Итан засмеялся – а ведь верно! Конечно, не случится.
Жена вытерла глаза, и он заметил это:
– Ты плачешь?
– Всё в порядке.
Итан осторожно взял жену за плечо и повернул ее лицом к себе:
– Что случилось?
– Я просто боюсь, вот и всё.
Они в последний раз собрались за этим обеденным столом. Итан посмотрел на Терезу и сына, а потом встал и поднял свой стакан.
– Я хотел бы сказать несколько слов двум самым важным людям в моей жизни. – Голос его уже дрожал. – Я не идеален. На самом деле я очень далек от идеала. Но я сделаю все, что угодно, чтобы защитить тебя, Тереза. И тебя, Бен. Все, что угодно. Я не знаю, что несет нам завтрашний день, и послезавтрашний тоже; не знаю, что будет потом. – Он нахмурился, пытаясь сдержать подступающие слезы. – Я просто очень рад, что сейчас мы вместе.
Глаза его жены заблестели, и, когда он сел, будучи не в силах больше ничего сказать, она потянулась через стол и взяла его за руку.
Это была последняя ночь, когда Итан мог поспать на мягком матрасе. Они с Терезой лежали, обнявшись, под горой одеял. Час был поздний, но оба они не спали. Итан чувствовал, как жена моргает, ее ресницы щекотали ему грудь.
– Ты можешь поверить, что это – наша жизнь? – прошептала она.
– Я так и не осознал это. И вряд ли когда-нибудь осознаю, – признался Бёрк.
– А если ничего не получится?

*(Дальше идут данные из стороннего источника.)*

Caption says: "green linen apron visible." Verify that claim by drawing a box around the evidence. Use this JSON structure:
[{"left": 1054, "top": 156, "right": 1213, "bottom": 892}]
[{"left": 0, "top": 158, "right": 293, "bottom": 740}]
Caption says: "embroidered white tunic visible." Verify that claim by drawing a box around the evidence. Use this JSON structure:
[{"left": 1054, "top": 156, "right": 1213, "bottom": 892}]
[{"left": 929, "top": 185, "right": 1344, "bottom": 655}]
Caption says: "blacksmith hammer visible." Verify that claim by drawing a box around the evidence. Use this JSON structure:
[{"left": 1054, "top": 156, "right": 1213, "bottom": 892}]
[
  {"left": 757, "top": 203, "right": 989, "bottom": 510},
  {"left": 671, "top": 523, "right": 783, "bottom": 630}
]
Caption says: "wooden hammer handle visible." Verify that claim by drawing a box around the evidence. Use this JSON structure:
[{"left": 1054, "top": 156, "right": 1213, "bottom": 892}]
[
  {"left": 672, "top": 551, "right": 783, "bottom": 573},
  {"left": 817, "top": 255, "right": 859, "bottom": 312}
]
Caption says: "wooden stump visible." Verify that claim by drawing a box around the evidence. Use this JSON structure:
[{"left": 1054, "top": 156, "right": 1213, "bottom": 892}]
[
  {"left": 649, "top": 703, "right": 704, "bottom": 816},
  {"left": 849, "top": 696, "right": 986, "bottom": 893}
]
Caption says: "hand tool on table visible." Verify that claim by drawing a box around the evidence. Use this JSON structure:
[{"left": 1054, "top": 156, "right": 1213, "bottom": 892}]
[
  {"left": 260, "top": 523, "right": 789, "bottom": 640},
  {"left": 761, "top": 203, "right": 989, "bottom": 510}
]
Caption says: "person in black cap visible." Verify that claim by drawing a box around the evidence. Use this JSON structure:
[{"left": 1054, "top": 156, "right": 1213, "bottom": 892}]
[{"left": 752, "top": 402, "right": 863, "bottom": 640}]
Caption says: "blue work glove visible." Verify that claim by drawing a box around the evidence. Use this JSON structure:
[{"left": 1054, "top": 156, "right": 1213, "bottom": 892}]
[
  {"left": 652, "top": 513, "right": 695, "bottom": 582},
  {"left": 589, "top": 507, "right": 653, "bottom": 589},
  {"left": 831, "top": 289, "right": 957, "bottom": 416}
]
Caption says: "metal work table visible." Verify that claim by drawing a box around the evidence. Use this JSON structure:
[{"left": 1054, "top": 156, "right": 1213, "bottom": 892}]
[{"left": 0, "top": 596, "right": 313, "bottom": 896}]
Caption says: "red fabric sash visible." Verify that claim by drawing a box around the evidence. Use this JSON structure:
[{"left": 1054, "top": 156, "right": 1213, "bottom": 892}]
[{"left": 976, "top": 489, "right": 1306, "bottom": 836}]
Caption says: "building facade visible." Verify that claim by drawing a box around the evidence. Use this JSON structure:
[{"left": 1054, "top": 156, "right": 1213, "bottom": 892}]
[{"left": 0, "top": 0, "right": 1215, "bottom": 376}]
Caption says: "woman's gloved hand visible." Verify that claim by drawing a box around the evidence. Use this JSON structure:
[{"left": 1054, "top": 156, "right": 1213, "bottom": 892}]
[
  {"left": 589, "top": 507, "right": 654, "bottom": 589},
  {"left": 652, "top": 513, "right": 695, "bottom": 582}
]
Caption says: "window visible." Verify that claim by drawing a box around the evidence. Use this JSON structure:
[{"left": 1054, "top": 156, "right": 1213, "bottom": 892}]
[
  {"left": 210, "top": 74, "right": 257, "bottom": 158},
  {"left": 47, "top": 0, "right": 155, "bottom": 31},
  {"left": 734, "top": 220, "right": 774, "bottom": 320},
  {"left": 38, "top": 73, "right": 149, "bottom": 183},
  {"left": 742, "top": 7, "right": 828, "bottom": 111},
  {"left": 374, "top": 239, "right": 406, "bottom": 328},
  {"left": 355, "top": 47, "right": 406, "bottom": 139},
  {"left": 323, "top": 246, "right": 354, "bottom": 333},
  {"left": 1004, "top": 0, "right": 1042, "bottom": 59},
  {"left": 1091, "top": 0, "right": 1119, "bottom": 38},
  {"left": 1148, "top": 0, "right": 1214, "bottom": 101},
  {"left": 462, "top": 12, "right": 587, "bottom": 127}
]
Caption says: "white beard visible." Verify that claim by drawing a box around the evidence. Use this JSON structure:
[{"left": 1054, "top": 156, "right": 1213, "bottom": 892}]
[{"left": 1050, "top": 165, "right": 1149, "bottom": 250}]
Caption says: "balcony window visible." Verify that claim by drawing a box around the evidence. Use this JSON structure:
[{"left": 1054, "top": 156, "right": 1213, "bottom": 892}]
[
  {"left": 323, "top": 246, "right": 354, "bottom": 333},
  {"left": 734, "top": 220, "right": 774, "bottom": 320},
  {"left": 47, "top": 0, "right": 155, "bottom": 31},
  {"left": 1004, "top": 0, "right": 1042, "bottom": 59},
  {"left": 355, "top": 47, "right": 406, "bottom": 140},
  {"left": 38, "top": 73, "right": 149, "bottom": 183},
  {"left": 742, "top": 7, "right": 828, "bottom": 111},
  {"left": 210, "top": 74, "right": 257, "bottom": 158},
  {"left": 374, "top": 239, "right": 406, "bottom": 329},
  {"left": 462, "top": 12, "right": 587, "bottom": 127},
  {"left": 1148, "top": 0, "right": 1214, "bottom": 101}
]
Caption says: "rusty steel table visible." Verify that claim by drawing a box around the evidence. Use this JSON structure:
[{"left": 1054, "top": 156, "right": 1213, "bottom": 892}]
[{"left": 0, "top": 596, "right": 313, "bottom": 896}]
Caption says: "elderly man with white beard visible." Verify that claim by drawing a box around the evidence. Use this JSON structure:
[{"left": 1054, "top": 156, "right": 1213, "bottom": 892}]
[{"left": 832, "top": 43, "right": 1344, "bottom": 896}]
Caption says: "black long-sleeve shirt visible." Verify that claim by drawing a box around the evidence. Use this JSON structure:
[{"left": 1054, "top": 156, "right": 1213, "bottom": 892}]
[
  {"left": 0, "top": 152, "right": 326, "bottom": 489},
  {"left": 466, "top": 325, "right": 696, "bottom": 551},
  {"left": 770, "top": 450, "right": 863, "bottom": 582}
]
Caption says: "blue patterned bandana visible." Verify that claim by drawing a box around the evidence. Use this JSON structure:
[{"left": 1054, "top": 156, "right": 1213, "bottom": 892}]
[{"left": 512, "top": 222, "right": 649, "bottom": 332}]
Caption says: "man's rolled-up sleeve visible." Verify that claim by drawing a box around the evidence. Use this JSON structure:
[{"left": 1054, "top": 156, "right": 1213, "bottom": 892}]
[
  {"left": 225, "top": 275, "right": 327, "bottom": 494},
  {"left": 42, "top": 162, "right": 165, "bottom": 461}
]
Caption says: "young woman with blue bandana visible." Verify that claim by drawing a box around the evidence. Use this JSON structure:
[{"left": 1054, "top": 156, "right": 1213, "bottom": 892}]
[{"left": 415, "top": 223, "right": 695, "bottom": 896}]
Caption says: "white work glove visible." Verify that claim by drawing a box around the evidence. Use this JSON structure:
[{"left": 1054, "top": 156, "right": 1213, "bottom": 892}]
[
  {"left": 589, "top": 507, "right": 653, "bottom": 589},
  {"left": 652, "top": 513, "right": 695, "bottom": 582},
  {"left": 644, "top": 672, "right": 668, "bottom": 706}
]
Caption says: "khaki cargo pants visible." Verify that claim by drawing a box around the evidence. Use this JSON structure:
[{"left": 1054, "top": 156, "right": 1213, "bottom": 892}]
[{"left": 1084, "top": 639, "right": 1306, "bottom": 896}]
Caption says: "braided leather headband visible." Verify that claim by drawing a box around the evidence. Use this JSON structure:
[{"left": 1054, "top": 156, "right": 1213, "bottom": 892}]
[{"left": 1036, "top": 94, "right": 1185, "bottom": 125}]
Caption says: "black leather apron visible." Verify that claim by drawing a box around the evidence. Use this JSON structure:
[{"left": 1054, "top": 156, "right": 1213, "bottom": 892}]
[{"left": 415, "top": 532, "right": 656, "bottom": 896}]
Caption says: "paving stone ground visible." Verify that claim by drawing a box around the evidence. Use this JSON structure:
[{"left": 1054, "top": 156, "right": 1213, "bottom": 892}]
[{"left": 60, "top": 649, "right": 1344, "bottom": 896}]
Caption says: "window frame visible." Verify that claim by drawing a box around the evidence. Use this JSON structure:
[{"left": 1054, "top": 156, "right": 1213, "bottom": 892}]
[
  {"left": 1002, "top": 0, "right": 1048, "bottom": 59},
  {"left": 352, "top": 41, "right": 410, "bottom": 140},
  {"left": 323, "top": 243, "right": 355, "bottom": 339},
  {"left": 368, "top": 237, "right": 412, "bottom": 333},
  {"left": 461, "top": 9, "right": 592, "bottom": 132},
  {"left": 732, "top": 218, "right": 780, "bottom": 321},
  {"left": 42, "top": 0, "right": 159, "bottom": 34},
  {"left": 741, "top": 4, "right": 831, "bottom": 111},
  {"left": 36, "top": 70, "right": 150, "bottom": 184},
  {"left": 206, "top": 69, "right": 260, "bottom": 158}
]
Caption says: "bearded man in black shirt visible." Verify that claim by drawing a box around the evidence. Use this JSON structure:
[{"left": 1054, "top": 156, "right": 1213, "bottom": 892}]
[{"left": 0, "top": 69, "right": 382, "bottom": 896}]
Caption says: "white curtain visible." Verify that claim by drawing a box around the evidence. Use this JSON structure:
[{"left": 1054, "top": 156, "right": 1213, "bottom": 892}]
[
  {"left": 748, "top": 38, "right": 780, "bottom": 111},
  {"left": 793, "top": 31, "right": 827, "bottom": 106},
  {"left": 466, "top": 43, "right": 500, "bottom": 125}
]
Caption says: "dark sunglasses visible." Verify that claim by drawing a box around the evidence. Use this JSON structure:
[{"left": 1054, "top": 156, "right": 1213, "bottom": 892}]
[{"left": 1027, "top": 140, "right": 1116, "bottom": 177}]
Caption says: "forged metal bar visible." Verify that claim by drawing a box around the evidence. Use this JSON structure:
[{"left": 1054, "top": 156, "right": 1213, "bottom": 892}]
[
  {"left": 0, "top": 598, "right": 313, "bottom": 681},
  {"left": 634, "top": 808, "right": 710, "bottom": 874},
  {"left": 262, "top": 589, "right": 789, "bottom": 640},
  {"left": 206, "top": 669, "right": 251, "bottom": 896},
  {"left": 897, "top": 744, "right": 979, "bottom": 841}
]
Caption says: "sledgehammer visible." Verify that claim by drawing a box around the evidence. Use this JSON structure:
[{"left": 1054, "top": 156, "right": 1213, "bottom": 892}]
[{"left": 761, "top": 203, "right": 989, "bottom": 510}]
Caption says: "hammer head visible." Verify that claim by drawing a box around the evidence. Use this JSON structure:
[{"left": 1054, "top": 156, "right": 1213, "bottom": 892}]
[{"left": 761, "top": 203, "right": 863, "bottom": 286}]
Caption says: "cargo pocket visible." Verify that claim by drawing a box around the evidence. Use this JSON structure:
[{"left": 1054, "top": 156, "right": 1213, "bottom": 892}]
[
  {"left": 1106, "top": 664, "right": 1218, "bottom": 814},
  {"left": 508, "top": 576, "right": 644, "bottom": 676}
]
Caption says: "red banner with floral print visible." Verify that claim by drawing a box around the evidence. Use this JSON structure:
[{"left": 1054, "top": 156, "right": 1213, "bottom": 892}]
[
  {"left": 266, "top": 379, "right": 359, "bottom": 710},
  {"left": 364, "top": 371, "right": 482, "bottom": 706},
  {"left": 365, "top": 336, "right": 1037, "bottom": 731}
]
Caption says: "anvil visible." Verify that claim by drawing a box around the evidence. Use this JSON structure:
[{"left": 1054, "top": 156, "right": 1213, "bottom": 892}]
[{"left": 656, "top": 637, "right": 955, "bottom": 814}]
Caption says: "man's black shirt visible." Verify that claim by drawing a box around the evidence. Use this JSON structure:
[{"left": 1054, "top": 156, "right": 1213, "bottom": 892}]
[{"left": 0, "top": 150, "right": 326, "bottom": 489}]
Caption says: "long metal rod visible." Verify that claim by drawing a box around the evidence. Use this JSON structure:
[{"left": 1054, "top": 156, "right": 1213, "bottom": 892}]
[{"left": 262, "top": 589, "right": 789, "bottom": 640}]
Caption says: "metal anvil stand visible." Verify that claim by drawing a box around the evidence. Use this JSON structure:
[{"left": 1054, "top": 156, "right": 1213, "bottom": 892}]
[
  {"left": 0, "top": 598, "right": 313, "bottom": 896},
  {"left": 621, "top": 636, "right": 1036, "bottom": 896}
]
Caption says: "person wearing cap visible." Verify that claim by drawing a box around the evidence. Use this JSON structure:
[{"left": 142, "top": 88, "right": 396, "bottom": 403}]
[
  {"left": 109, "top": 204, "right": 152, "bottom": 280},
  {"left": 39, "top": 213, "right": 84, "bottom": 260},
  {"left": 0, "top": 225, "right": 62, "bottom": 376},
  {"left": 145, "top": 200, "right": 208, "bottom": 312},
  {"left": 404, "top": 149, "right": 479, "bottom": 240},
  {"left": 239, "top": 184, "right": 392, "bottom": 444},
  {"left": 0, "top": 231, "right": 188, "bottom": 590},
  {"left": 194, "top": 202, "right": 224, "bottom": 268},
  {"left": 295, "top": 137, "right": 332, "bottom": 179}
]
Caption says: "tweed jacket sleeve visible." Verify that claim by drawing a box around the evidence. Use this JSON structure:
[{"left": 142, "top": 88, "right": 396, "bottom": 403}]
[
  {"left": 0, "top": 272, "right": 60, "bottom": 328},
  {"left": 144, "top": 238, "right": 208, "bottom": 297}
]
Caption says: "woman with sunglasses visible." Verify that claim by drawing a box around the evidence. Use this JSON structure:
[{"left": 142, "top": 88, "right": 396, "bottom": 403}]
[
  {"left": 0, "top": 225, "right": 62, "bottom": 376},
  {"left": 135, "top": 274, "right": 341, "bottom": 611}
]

Если мы все умрем?
– Это вполне возможно.
– Какая-то часть моей души хочет, чтобы этого не было, – промолвила она. – Пусть нам даже и осталось всего четыре года – почему бы не прожить их в полной мере, почему бы не сделать их прекрасными? Наслаждаться каждым моментом, каждым кусочком пищи, каждым глотком воздуха… Каждым поцелуем и каждым днем, когда мы не испытываем голода или жажды, когда нам не надо спасаться от смертельной опасности…
– Но потом мы непременно умрем. Наш вид вымрет полностью.
– Может быть, это не так уж плохо? У нас был шанс, и мы сами его упустили…
– Мы должны пытаться снова и снова, должны продолжать сражаться.
– Почему?
– Потому, что мы так устроены.
– Не знаю, гожусь ли я на такое.
Дверь в спальню со скрипом приоткрылась.
– Мама? Папа? – окликнул шепчущихся супругов Бен.
– Что такое, дружок? – спросила Тереза.
– Я не могу уснуть.
– Тогда забирайся к нам.
Мальчик вскарабкался на кровать и устроился под одеялом между родителями.
– Так лучше? – спросил Итан.
– Да, – ответил его сын. – Намного лучше.
Потом они еще долго лежали в темноте и молчали. Никто не проронил ни слова. Первым задремал Бен, за ним – Тереза, и один только Итан так и не смог уснуть. Он приподнялся на локте и смотрел на жену и сына – смотрел на них всю ночь, пока небо за окном не посветлело и не занялся рассвет – рассвет их последнего дня в Заплутавших Соснах.
По всей долине, в каждом доме, зазвонили телефоны. Итан вышел из кухни в гостиную с чашкой черного кофе в руке и на третьем звонке снял трубку старомодного дискового телефона. Шериф знал, какое сообщение будет передано, и все-таки, когда он поднес трубку к уху, внутри его все сжалось в комок. Он услышал запись, сделанную накануне – услышал свой собственный голос: «Жители Заплутавших Сосен, время пришло».